The Jakarta Post, Jakarta | Business | Mon, June 02 2014
Supported by favorable export taxation to attract investment, Indonesia, the world’s largest palm oil producer, has the potential to become the production base for several downstream palm oil products, stakeholders say.
The main potential lay in the surfactant industry, which could nearly triple added-value of crude palm oil (CPO), according to the Industry Ministry’s director general for agriculture and chemical industries, Panggah Susanto. Surfactant is a chemical compound used in detergents, soaps and cosmetics.
“We have the potential to serve as the manufacturing base for surfactants, but we are not yet in an optimal position to develop the product, despite the huge potential,” Panggah said.
PT Unilever Oleochemical Indonesia (UOI), a subsidiary of consumer goods giant Unilever, has built a refinery to convert palm oil into oleochemical in Sei Mangke, North Sumatra, with investment totaling US$133 million.
Another consumer-goods giant, P&G, is building a similar facility in the special industrial zone, while Indian-based refiner VVF is finalizing its fatty acid refinery in Medan, North Sumatra.

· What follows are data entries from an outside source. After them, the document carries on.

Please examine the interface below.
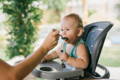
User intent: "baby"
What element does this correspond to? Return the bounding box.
[43,13,89,69]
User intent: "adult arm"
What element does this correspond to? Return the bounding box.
[0,30,59,80]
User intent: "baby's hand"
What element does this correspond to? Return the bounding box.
[58,51,69,61]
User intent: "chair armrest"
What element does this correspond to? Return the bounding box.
[97,64,110,78]
[84,64,110,79]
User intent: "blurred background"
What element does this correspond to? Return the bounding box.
[0,0,120,80]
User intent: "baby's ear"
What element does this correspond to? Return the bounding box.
[77,28,84,37]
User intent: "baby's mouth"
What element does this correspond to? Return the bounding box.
[61,36,69,41]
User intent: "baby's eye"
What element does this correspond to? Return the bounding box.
[66,29,70,31]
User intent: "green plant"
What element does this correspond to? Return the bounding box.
[0,0,42,58]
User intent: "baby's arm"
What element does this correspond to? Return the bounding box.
[66,44,89,69]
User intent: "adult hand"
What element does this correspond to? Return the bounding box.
[42,29,59,51]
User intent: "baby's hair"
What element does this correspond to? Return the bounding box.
[64,13,83,28]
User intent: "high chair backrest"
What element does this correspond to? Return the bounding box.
[83,21,113,73]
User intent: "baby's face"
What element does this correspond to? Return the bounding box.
[60,18,79,43]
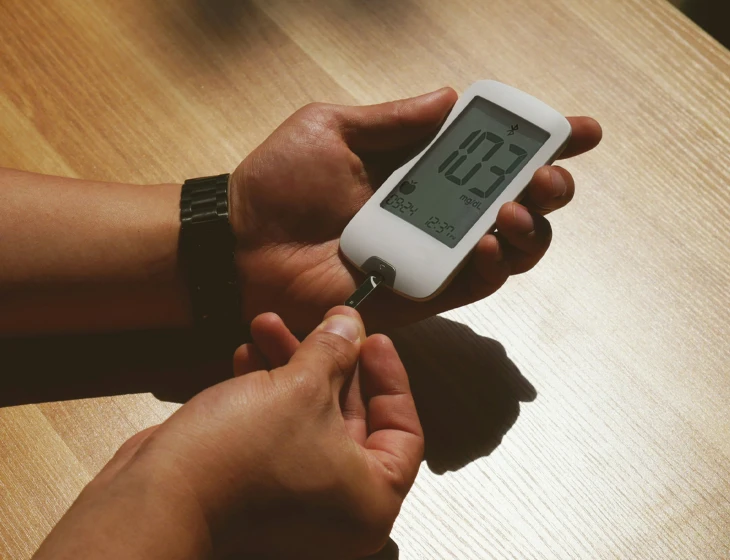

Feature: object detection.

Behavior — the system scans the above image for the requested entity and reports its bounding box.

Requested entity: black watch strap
[180,174,242,343]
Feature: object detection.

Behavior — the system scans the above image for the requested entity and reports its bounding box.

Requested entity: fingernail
[550,168,568,198]
[513,204,535,233]
[321,315,360,342]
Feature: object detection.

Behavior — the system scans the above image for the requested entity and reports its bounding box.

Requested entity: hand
[38,307,423,560]
[231,88,601,332]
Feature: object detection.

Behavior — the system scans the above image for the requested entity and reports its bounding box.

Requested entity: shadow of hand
[0,330,233,407]
[391,317,537,474]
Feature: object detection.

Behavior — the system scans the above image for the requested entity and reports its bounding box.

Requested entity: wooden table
[0,0,730,559]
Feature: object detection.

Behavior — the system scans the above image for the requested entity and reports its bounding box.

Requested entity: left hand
[231,88,601,332]
[36,306,424,560]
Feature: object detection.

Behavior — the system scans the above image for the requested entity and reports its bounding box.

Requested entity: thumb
[340,88,452,153]
[285,306,365,394]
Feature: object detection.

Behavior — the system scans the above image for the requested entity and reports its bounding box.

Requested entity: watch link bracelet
[180,174,243,346]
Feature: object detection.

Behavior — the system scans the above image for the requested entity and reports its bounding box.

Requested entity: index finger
[559,117,603,159]
[360,335,424,496]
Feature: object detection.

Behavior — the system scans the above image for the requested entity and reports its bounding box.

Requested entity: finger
[560,117,603,159]
[360,335,424,496]
[338,88,459,153]
[251,313,299,369]
[340,368,368,445]
[497,202,552,274]
[466,233,511,297]
[497,202,552,254]
[285,310,365,398]
[520,165,575,215]
[233,343,271,377]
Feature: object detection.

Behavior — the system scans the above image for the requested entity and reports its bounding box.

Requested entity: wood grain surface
[0,0,730,560]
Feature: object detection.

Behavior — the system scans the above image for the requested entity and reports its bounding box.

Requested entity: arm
[0,169,190,336]
[0,88,601,336]
[34,307,424,560]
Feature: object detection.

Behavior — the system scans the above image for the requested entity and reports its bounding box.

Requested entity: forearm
[33,460,212,560]
[0,169,190,336]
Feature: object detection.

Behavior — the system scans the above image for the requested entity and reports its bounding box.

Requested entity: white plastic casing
[340,80,571,300]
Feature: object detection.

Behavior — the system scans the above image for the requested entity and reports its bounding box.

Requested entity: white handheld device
[340,81,571,300]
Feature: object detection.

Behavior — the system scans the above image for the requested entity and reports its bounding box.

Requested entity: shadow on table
[0,331,231,407]
[386,317,537,474]
[0,317,536,473]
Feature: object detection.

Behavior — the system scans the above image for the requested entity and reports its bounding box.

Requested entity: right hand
[230,88,601,333]
[48,307,424,560]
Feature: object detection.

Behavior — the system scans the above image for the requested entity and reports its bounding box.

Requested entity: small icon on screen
[399,181,418,194]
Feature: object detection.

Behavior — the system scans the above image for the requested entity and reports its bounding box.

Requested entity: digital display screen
[380,97,550,248]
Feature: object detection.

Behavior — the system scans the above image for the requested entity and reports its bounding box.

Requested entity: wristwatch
[179,174,243,346]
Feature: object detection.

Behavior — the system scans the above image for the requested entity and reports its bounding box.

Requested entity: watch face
[380,97,550,248]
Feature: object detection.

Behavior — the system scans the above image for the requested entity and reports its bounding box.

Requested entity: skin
[232,88,601,332]
[35,307,424,560]
[0,88,601,335]
[0,88,601,560]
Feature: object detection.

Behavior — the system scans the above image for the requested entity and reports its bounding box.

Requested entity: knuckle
[287,368,332,405]
[317,333,354,374]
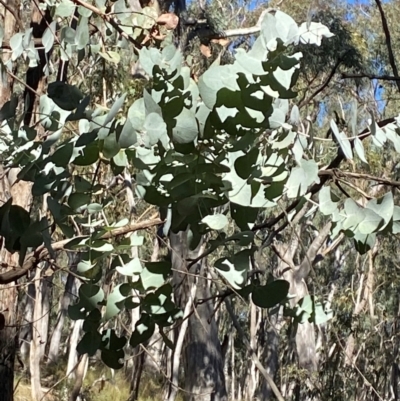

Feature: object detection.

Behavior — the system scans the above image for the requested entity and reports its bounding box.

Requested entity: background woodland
[0,0,400,401]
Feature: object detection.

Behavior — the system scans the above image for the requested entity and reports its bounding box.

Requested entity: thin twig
[341,72,400,81]
[375,0,400,92]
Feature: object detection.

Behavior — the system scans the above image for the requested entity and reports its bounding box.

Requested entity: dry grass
[14,366,169,401]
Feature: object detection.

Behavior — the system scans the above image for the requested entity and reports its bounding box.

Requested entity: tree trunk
[0,0,22,401]
[47,252,79,364]
[67,320,83,380]
[69,354,89,401]
[170,232,227,401]
[19,272,35,364]
[30,269,43,401]
[0,177,31,401]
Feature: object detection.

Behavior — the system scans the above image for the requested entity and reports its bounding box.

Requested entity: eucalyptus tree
[0,0,400,401]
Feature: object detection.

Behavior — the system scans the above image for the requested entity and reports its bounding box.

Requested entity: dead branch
[375,0,400,92]
[0,218,163,285]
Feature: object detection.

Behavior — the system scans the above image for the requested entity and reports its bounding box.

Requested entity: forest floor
[14,366,163,401]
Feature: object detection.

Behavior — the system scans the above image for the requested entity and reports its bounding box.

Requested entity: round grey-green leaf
[201,213,228,230]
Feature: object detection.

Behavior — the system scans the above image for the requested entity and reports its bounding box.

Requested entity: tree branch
[252,117,396,231]
[295,221,332,280]
[341,72,400,81]
[298,51,348,108]
[0,218,163,285]
[318,169,400,187]
[375,0,400,92]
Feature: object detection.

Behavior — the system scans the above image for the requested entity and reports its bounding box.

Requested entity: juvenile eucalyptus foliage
[0,7,400,368]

These investments are part of the Rp 24 trillion ($2.06 billion) that has been channeled to the Southeast Asia’s largest economy since the new progressive export taxes, encouraging local processing and investment, were applied in late 2011.

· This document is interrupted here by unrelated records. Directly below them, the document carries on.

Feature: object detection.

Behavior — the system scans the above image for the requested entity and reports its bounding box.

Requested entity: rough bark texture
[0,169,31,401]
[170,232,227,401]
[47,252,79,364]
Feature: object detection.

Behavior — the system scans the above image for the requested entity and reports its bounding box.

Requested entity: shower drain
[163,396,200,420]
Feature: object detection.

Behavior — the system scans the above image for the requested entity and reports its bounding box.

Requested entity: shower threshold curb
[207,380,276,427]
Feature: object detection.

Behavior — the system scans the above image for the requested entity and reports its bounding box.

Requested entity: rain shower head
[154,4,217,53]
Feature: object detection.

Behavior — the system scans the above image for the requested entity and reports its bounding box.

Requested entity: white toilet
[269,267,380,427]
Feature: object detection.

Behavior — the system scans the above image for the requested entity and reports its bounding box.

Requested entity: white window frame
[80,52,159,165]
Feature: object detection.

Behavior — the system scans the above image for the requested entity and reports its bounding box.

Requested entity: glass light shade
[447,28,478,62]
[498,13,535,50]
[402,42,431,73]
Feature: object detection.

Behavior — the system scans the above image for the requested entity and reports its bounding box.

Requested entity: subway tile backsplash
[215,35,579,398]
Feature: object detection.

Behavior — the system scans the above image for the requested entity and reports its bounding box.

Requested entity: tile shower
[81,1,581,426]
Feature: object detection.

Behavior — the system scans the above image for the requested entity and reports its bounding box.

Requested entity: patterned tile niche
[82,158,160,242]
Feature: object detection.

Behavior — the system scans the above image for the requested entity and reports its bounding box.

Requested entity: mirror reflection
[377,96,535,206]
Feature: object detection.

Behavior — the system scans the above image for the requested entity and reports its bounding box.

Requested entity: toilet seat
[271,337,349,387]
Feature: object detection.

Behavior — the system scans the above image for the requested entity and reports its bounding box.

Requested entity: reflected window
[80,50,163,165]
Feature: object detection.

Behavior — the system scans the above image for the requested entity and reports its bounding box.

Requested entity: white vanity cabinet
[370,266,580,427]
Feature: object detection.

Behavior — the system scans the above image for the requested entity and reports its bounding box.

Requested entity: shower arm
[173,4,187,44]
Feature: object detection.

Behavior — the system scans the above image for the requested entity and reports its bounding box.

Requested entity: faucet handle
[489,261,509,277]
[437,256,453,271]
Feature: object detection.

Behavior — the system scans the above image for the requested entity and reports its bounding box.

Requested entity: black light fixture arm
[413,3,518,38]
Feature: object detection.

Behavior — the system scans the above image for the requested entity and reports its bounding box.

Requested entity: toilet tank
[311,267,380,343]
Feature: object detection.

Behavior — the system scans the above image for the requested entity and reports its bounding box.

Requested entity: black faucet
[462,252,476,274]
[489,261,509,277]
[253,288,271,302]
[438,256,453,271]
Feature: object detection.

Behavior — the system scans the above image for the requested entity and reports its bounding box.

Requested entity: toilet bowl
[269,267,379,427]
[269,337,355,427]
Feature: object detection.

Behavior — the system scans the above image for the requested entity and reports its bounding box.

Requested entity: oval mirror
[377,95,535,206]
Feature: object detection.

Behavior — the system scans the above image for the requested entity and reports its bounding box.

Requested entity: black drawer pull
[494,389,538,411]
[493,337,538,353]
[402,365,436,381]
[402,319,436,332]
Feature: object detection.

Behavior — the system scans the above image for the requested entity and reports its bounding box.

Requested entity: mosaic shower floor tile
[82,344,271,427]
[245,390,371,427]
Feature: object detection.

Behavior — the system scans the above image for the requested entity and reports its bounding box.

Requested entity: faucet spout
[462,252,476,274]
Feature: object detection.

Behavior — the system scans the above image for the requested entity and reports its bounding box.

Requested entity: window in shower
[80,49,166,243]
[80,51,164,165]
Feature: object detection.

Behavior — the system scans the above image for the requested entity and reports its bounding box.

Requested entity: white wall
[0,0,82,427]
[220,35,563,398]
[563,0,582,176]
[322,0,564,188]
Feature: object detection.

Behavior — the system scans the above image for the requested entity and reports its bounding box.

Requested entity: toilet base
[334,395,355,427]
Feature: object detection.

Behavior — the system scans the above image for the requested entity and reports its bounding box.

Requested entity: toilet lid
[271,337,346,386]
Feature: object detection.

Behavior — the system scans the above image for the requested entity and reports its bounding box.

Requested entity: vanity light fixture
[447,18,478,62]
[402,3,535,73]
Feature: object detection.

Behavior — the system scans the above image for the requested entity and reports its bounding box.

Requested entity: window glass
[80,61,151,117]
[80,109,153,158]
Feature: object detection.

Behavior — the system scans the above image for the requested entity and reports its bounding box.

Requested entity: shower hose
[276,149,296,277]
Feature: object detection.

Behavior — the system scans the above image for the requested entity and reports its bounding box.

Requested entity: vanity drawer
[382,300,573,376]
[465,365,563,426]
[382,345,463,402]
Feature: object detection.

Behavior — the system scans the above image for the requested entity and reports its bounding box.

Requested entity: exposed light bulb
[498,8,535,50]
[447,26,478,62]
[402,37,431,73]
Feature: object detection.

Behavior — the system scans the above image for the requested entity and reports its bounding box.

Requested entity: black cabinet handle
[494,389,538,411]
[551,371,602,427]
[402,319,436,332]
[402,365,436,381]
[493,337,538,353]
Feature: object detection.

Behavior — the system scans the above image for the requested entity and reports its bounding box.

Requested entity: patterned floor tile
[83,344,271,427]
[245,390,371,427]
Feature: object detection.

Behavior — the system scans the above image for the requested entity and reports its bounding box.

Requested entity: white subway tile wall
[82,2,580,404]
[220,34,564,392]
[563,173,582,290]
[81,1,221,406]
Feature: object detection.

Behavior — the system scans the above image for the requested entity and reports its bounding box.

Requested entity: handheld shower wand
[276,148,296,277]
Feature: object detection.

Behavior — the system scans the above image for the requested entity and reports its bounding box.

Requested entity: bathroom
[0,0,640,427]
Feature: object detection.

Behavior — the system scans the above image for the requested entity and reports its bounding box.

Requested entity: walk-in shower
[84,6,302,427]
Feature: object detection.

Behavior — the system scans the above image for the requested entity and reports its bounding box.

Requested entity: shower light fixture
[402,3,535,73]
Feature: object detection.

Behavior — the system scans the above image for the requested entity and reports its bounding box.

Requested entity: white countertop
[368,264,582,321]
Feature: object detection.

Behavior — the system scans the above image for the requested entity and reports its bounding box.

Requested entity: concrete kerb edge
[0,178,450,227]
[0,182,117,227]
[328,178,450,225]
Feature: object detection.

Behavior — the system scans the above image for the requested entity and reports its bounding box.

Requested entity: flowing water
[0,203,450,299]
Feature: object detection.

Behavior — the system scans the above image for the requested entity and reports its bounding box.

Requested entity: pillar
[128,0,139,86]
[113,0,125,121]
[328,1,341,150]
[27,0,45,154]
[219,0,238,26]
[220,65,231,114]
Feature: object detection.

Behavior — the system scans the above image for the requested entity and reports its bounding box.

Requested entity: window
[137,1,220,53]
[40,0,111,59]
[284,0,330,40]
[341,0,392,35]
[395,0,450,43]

The export taxes, which are lower for processed products, are now under review by the Industry Ministry and open for revision in a bid to further attract much-needed investment to expand the domestic palm oil industry.
Palm oil-based oleochemical, along with other products such as fatty acid and fatty alcohol, has increasingly been used to produce surfactants. However, those derivatives are primarily exported because the surfactant industry has not been well-developed, with only a small number of players operating the facilities, including Musim Mas and German-based Evonik.
Chairman of the Indonesian Oleochemical Manufacturers Association (Apolin), Togar Sitanggang, pointed to inconsistent policies as being one of the factors that continued to discourage investment.
“Investors question whether the export taxes will remain the same as they are today, in addition to other investment-related regulations,” he said, adding that a huge market alone would not be sufficient to draw new investment into the downstream palm oil industry.
In a bid to cater to investment, the government has designated three special industrial zones — Sei Mangke in North Sumatra, Dumai in Riau and Maloi in East Kalimantan — to spur growth in the downstream palm oil industry but despite the entry of several firms, progress has been painfully slow, according to some critics.
Despite showing significant interest in the industrial zones, several interested parties were “waiting to see”, particularly due to the inadequate infrastructure to support processing facilities, said Derom Bangun, chairman of the Indonesian Palm Oil Board (DMSI).
“Most infrastructure is now either being built or still in planning. We expect the government’s attention to address this issue,” he said.
Derom also said that Indonesia lacked the research and development to allow it to catch up with Malaysia, which had succeeded in building its downstream industry. Malaysia applied special taxation for its palm oil producers at around $3 per ton which, among other things, was used to fund research and development.
“We need research and development to diversify our products and also to find more efficient ways to generate palm oil derivatives,” Derom said.
The government has claimed that the variety of processed products has expanded considerably from 54 to 149 types as investment, supported by the current export tax regime, has risen.